Auch ein Mitwirkungsverbot für Ärzte an Suiziden könne aus demselben Grund gekippt werden, so Prüller: "Wenn der Suizid ein gutes Recht ist - warum darf man dann ausgerechnet die geeignetsten Experten nicht um Hilfe bitten? Und dann wird auch die Tötung auf Verlangen erlaubt werden. Die Richter haben ja schon diesmal nur aus formalen, nicht aus inhaltlichen Gründen auf einen Spruch verzichtet."

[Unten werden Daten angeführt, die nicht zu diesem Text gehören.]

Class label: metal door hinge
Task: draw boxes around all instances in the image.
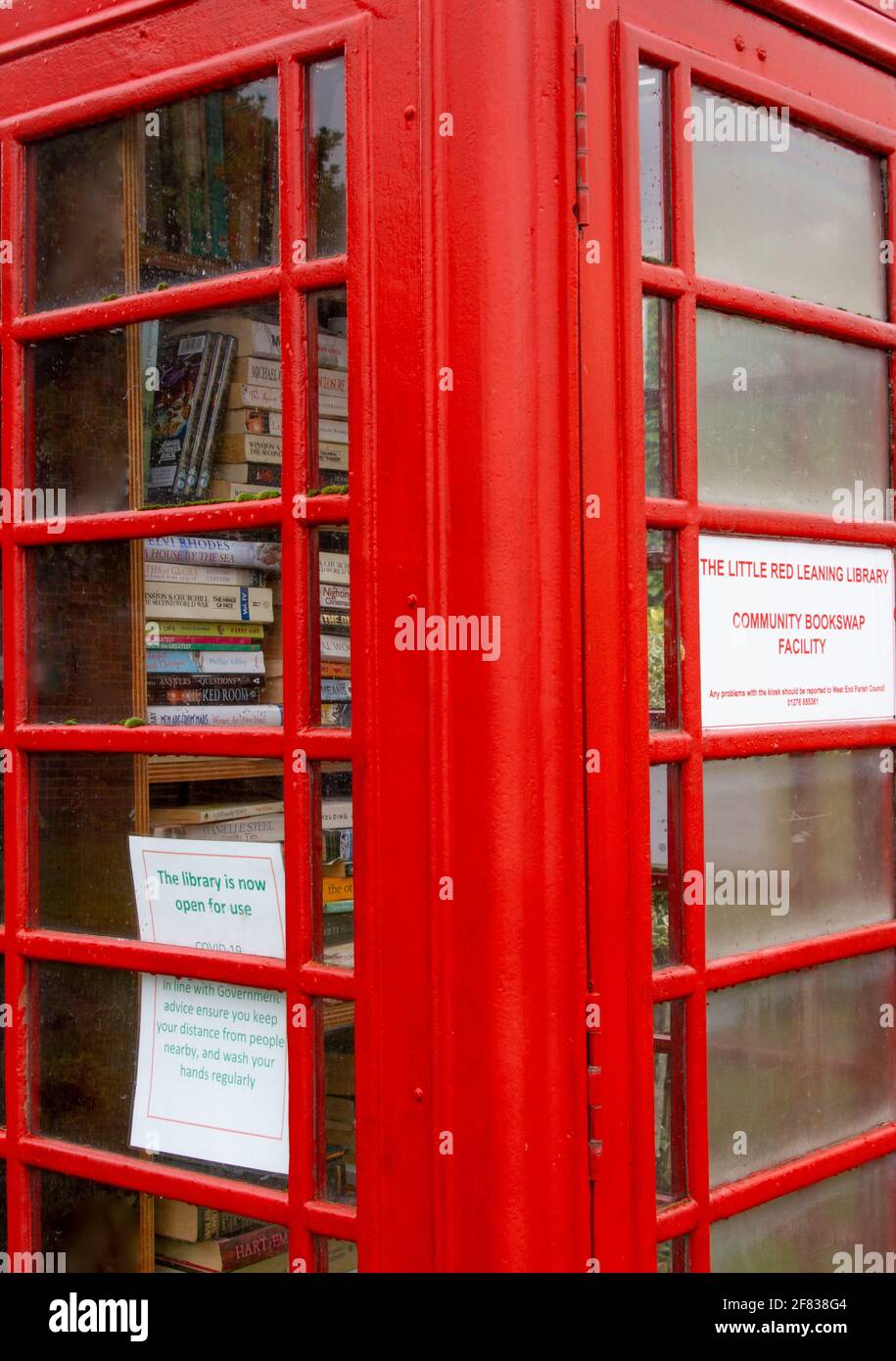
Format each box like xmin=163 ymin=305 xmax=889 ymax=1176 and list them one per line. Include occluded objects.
xmin=575 ymin=42 xmax=589 ymax=227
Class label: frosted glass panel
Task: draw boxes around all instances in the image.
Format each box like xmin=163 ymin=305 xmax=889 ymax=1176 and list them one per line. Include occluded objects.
xmin=637 ymin=67 xmax=669 ymax=259
xmin=697 ymin=310 xmax=889 ymax=514
xmin=712 ymin=1154 xmax=896 ymax=1268
xmin=693 ymin=90 xmax=886 ymax=317
xmin=707 ymin=952 xmax=896 ymax=1186
xmin=703 ymin=747 xmax=896 ymax=959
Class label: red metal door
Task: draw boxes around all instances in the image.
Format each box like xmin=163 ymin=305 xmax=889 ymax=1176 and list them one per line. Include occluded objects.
xmin=579 ymin=0 xmax=896 ymax=1271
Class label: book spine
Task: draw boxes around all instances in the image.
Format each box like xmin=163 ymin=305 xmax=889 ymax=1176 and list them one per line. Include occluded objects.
xmin=146 ymin=704 xmax=283 ymax=728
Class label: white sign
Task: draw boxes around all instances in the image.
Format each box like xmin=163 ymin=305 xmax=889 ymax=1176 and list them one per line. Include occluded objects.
xmin=700 ymin=535 xmax=896 ymax=728
xmin=130 ymin=837 xmax=289 ymax=1173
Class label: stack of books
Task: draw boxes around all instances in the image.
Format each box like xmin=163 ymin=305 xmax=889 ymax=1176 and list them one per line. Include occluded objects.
xmin=156 ymin=1197 xmax=289 ymax=1275
xmin=144 ymin=535 xmax=283 ymax=727
xmin=320 ymin=762 xmax=354 ymax=967
xmin=311 ymin=309 xmax=343 ymax=483
xmin=317 ymin=530 xmax=352 ymax=728
xmin=144 ymin=311 xmax=283 ymax=505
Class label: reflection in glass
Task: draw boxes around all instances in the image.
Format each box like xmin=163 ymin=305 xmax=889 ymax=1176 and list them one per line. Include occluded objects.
xmin=647 ymin=530 xmax=681 ymax=728
xmin=653 ymin=1002 xmax=687 ymax=1207
xmin=311 ymin=527 xmax=352 ymax=728
xmin=637 ymin=67 xmax=669 ymax=261
xmin=712 ymin=1154 xmax=896 ymax=1275
xmin=707 ymin=953 xmax=896 ymax=1186
xmin=703 ymin=747 xmax=896 ymax=959
xmin=691 ymin=90 xmax=888 ymax=317
xmin=314 ymin=761 xmax=354 ymax=969
xmin=307 ymin=289 xmax=349 ymax=492
xmin=30 ymin=77 xmax=279 ymax=309
xmin=697 ymin=309 xmax=889 ymax=516
xmin=649 ymin=765 xmax=683 ymax=969
xmin=307 ymin=57 xmax=346 ymax=256
xmin=317 ymin=1001 xmax=356 ymax=1204
xmin=641 ymin=297 xmax=676 ymax=496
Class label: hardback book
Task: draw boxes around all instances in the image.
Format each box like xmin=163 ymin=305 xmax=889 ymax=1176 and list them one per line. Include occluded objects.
xmin=146 ymin=704 xmax=283 ymax=728
xmin=167 ymin=311 xmax=280 ymax=359
xmin=215 ymin=463 xmax=283 ymax=488
xmin=227 ymin=383 xmax=277 ymax=411
xmin=150 ymin=799 xmax=283 ymax=827
xmin=143 ymin=535 xmax=280 ymax=572
xmin=156 ymin=1225 xmax=287 ymax=1271
xmin=216 ymin=432 xmax=283 ymax=464
xmin=143 ymin=562 xmax=260 ymax=587
xmin=154 ymin=1197 xmax=258 ymax=1243
xmin=233 ymin=355 xmax=283 ymax=388
xmin=222 ymin=407 xmax=283 ymax=439
xmin=317 ymin=331 xmax=349 ymax=369
xmin=147 ymin=677 xmax=262 ymax=704
xmin=146 ymin=648 xmax=265 ymax=672
xmin=144 ymin=331 xmax=215 ymax=505
xmin=143 ymin=582 xmax=274 ymax=624
xmin=153 ymin=813 xmax=285 ymax=841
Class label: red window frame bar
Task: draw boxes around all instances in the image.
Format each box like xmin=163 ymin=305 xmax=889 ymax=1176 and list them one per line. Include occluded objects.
xmin=0 ymin=17 xmax=369 ymax=1271
xmin=579 ymin=0 xmax=896 ymax=1271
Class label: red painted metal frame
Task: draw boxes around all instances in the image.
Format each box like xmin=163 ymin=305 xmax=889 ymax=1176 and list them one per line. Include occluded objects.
xmin=0 ymin=7 xmax=373 ymax=1270
xmin=579 ymin=0 xmax=896 ymax=1271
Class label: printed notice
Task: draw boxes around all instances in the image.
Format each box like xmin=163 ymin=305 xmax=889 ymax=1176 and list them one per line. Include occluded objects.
xmin=124 ymin=837 xmax=289 ymax=1173
xmin=700 ymin=535 xmax=896 ymax=728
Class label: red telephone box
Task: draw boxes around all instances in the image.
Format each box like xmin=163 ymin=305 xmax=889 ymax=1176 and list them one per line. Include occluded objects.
xmin=0 ymin=0 xmax=896 ymax=1273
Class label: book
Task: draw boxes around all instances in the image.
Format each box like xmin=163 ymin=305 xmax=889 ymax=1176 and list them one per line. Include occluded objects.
xmin=231 ymin=355 xmax=283 ymax=388
xmin=143 ymin=582 xmax=274 ymax=624
xmin=146 ymin=646 xmax=265 ymax=672
xmin=143 ymin=562 xmax=260 ymax=587
xmin=216 ymin=432 xmax=283 ymax=464
xmin=150 ymin=799 xmax=283 ymax=827
xmin=144 ymin=331 xmax=215 ymax=503
xmin=153 ymin=813 xmax=286 ymax=841
xmin=143 ymin=535 xmax=280 ymax=572
xmin=220 ymin=407 xmax=283 ymax=439
xmin=156 ymin=1225 xmax=287 ymax=1271
xmin=213 ymin=463 xmax=283 ymax=488
xmin=174 ymin=311 xmax=274 ymax=359
xmin=147 ymin=677 xmax=264 ymax=704
xmin=146 ymin=704 xmax=283 ymax=728
xmin=154 ymin=1197 xmax=259 ymax=1243
xmin=227 ymin=383 xmax=283 ymax=411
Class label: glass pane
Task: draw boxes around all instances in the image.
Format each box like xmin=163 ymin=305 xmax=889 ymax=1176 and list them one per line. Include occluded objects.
xmin=28 ymin=958 xmax=289 ymax=1188
xmin=317 ymin=1239 xmax=358 ymax=1273
xmin=28 ymin=753 xmax=283 ymax=954
xmin=684 ymin=90 xmax=886 ymax=317
xmin=28 ymin=304 xmax=283 ymax=514
xmin=307 ymin=289 xmax=349 ymax=492
xmin=647 ymin=530 xmax=681 ymax=728
xmin=637 ymin=67 xmax=669 ymax=261
xmin=653 ymin=1002 xmax=687 ymax=1207
xmin=30 ymin=77 xmax=279 ymax=309
xmin=712 ymin=1154 xmax=896 ymax=1275
xmin=307 ymin=57 xmax=346 ymax=256
xmin=641 ymin=298 xmax=676 ymax=496
xmin=703 ymin=749 xmax=896 ymax=959
xmin=697 ymin=308 xmax=890 ymax=516
xmin=656 ymin=1238 xmax=689 ymax=1275
xmin=27 ymin=528 xmax=283 ymax=727
xmin=311 ymin=527 xmax=352 ymax=728
xmin=707 ymin=953 xmax=896 ymax=1186
xmin=314 ymin=761 xmax=354 ymax=969
xmin=317 ymin=1001 xmax=356 ymax=1204
xmin=39 ymin=1172 xmax=138 ymax=1275
xmin=649 ymin=765 xmax=683 ymax=969
xmin=154 ymin=1197 xmax=289 ymax=1275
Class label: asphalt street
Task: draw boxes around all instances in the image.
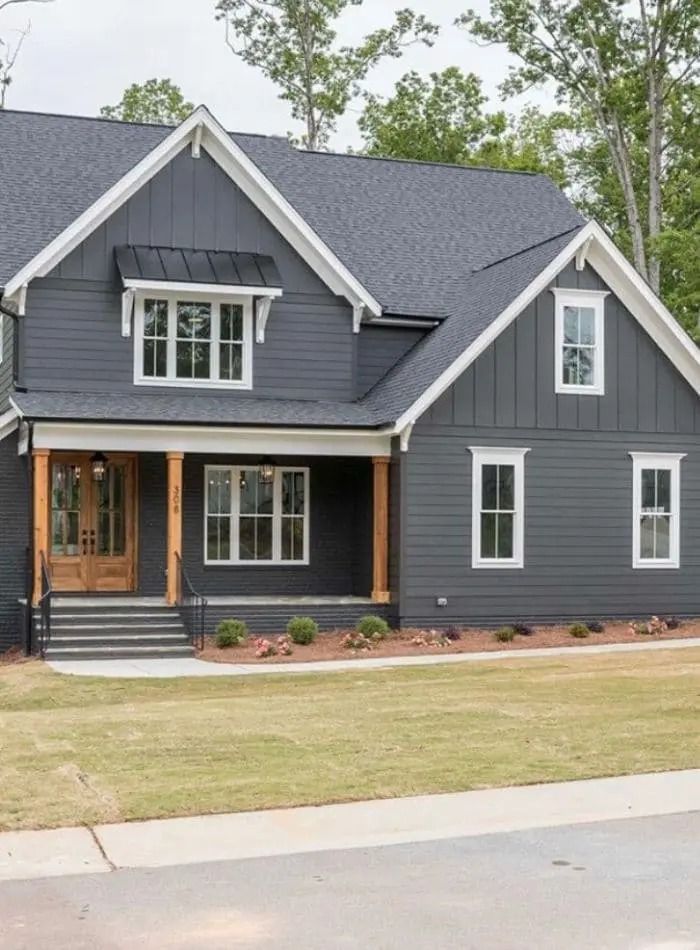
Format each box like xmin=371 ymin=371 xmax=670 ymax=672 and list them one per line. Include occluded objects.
xmin=0 ymin=812 xmax=700 ymax=950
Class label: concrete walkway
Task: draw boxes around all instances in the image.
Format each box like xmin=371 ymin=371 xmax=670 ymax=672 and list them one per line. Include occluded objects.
xmin=0 ymin=769 xmax=700 ymax=881
xmin=49 ymin=637 xmax=700 ymax=679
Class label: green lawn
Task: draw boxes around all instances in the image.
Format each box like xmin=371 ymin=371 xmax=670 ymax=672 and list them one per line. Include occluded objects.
xmin=0 ymin=648 xmax=700 ymax=829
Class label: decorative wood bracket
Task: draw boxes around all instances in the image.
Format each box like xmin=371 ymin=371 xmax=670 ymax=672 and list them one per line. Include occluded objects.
xmin=576 ymin=236 xmax=593 ymax=270
xmin=122 ymin=287 xmax=136 ymax=337
xmin=352 ymin=303 xmax=365 ymax=333
xmin=192 ymin=122 xmax=204 ymax=158
xmin=255 ymin=297 xmax=275 ymax=343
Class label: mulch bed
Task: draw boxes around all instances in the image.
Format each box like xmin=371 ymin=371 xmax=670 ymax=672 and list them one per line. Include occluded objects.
xmin=199 ymin=620 xmax=700 ymax=664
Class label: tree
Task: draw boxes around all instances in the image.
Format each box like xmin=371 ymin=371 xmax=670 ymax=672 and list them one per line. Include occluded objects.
xmin=457 ymin=0 xmax=700 ymax=291
xmin=100 ymin=79 xmax=194 ymax=125
xmin=0 ymin=0 xmax=53 ymax=109
xmin=358 ymin=66 xmax=566 ymax=185
xmin=216 ymin=0 xmax=438 ymax=149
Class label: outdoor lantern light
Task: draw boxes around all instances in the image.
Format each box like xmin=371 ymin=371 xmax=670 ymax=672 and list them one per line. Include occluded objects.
xmin=258 ymin=457 xmax=275 ymax=485
xmin=90 ymin=452 xmax=107 ymax=482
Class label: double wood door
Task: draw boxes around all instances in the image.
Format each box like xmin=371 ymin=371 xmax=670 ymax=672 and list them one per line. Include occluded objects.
xmin=49 ymin=453 xmax=136 ymax=592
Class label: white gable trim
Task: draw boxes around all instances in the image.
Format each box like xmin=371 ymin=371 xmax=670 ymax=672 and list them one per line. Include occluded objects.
xmin=5 ymin=106 xmax=382 ymax=316
xmin=394 ymin=221 xmax=700 ymax=434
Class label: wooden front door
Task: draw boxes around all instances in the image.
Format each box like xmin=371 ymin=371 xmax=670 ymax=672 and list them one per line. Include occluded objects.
xmin=49 ymin=453 xmax=136 ymax=591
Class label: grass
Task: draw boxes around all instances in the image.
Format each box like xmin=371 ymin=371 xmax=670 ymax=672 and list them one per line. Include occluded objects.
xmin=0 ymin=648 xmax=700 ymax=829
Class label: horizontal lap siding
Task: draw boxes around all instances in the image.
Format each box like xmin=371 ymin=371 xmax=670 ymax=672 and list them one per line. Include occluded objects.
xmin=0 ymin=434 xmax=29 ymax=651
xmin=401 ymin=267 xmax=700 ymax=623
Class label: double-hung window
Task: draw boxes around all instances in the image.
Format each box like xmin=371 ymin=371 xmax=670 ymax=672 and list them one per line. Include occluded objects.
xmin=134 ymin=288 xmax=253 ymax=389
xmin=553 ymin=288 xmax=607 ymax=396
xmin=204 ymin=465 xmax=309 ymax=564
xmin=471 ymin=447 xmax=529 ymax=567
xmin=630 ymin=452 xmax=685 ymax=568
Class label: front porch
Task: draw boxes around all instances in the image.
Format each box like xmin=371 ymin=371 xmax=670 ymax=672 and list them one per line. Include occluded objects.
xmin=32 ymin=440 xmax=392 ymax=633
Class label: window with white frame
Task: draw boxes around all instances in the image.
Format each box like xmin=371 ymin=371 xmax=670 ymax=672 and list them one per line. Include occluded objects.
xmin=134 ymin=296 xmax=253 ymax=389
xmin=630 ymin=452 xmax=685 ymax=567
xmin=204 ymin=465 xmax=309 ymax=564
xmin=553 ymin=288 xmax=607 ymax=396
xmin=471 ymin=447 xmax=529 ymax=567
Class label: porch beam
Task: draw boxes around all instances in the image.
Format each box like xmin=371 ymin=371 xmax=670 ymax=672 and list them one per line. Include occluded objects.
xmin=372 ymin=455 xmax=391 ymax=604
xmin=165 ymin=452 xmax=184 ymax=606
xmin=32 ymin=449 xmax=50 ymax=607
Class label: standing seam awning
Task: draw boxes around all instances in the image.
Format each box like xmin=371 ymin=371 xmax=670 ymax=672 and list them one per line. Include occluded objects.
xmin=114 ymin=244 xmax=282 ymax=290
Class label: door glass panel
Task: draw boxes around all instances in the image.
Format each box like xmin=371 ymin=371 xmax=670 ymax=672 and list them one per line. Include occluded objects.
xmin=51 ymin=462 xmax=80 ymax=557
xmin=96 ymin=463 xmax=126 ymax=557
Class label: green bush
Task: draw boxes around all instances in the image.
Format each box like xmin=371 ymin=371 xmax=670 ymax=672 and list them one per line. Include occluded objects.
xmin=569 ymin=623 xmax=591 ymax=640
xmin=287 ymin=617 xmax=318 ymax=646
xmin=216 ymin=620 xmax=248 ymax=649
xmin=355 ymin=614 xmax=389 ymax=640
xmin=494 ymin=627 xmax=515 ymax=643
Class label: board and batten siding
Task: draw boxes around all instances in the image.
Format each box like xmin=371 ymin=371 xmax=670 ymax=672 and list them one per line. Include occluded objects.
xmin=400 ymin=268 xmax=700 ymax=625
xmin=23 ymin=150 xmax=356 ymax=401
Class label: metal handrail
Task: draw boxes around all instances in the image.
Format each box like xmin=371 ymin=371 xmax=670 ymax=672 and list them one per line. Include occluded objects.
xmin=175 ymin=554 xmax=209 ymax=650
xmin=37 ymin=551 xmax=53 ymax=657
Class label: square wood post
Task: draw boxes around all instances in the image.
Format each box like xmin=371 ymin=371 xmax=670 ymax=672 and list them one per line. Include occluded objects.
xmin=372 ymin=455 xmax=391 ymax=604
xmin=165 ymin=452 xmax=184 ymax=606
xmin=32 ymin=449 xmax=49 ymax=607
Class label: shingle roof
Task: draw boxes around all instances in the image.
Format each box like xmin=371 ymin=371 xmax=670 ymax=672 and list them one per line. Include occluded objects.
xmin=0 ymin=111 xmax=582 ymax=317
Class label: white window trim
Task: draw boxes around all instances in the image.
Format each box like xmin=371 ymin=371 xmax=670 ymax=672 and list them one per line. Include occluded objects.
xmin=469 ymin=445 xmax=530 ymax=568
xmin=552 ymin=287 xmax=609 ymax=396
xmin=134 ymin=292 xmax=253 ymax=389
xmin=203 ymin=465 xmax=311 ymax=567
xmin=630 ymin=452 xmax=685 ymax=570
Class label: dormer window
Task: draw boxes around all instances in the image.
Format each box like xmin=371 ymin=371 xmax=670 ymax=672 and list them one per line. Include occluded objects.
xmin=134 ymin=288 xmax=253 ymax=389
xmin=553 ymin=288 xmax=607 ymax=396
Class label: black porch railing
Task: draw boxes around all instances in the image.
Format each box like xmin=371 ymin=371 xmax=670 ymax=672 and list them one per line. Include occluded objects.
xmin=37 ymin=551 xmax=53 ymax=657
xmin=175 ymin=554 xmax=208 ymax=650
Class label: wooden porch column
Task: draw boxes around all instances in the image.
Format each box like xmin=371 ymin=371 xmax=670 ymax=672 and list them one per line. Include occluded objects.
xmin=32 ymin=449 xmax=49 ymax=607
xmin=372 ymin=455 xmax=391 ymax=604
xmin=165 ymin=452 xmax=184 ymax=606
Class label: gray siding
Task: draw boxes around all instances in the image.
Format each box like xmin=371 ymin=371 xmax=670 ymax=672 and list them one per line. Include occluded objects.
xmin=357 ymin=326 xmax=425 ymax=398
xmin=0 ymin=433 xmax=29 ymax=651
xmin=25 ymin=151 xmax=355 ymax=400
xmin=401 ymin=271 xmax=700 ymax=624
xmin=139 ymin=454 xmax=372 ymax=597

Wenn es, wie die Richter sagten, zwischen dem Ablehnen lebensverlängernder Behandlung und der aktiven Selbsttötung keinen relevanten Unterschied gibt, sei es letztlich auch nicht relevant, "wer die Giftinfusion in Bewegung setzt - ich oder der Arzt. Und wenn ich gar nicht in der Lage dazu bin - muss mir dann nicht sogar der Arzt zu meinem Recht verhelfen?"
Prüllers Bilanz: "Seien wir realistisch: Der Damm ist gebrochen. Ob man das nun als Erleichterung ansieht oder wie ich als Bedrohung: Der Weg ist frei für das Töten als anerkannte Option. Mit allen Folgen."
"Gesellschaft muss dagegen halten"
Heftige Kritik am VfGH-Urteil zum assistierten Suizid kam am Sonntag auch von der Katholischen Aktion Kärnten. Der Verfassungsgerichtshof habe zwar entschieden, was recht ist, aber "nicht alles, was recht ist, ist auch richtig und gut", so die Kärntner KA-Präsidentin Iris Straßer und weiter wörtlich: "Reden wir über ein gutes und würdiges Leben und Sterben, nicht nur über Möglichkeiten, ein schlechtes und unwürdiges Leben selbstbestimmt zu beenden." Es gelte nun, nach diesem VfGH-Urteil "als Gesellschaft dagegen zu halten, damit Leben lebenswert ist und die W ürde eines jeden unantastbar bleiben kann".
Die Gesellschaft müsse sich verstärkt die Frage stellen, "wie ein gutes Leben in einer sich verändernden, liberalen und ungebundenen Gesellschaft gelingt." Im Raum stehe die Gefahr, dass der Egoismus im Namen der Freiheit die Solidarität letztendlich abschaffe.
Nach dem Verfassungsgerichtshof sei nun der Gesetzgeber am Zug, so KA-Vizepräsident Rudolf Likar. Es werde sich an der Arbeit der politischen Entscheider zeigen, "welchen Wert Solidarität und Schutz des Lebens künftig haben. Werden trotz der straffreien Beihilfe zur Selbsttötung die Gesetze einen ebenso großen Schutzwall für alte und vulnerable Gruppen bilden wie die Maßnahmen in der Pandemie?"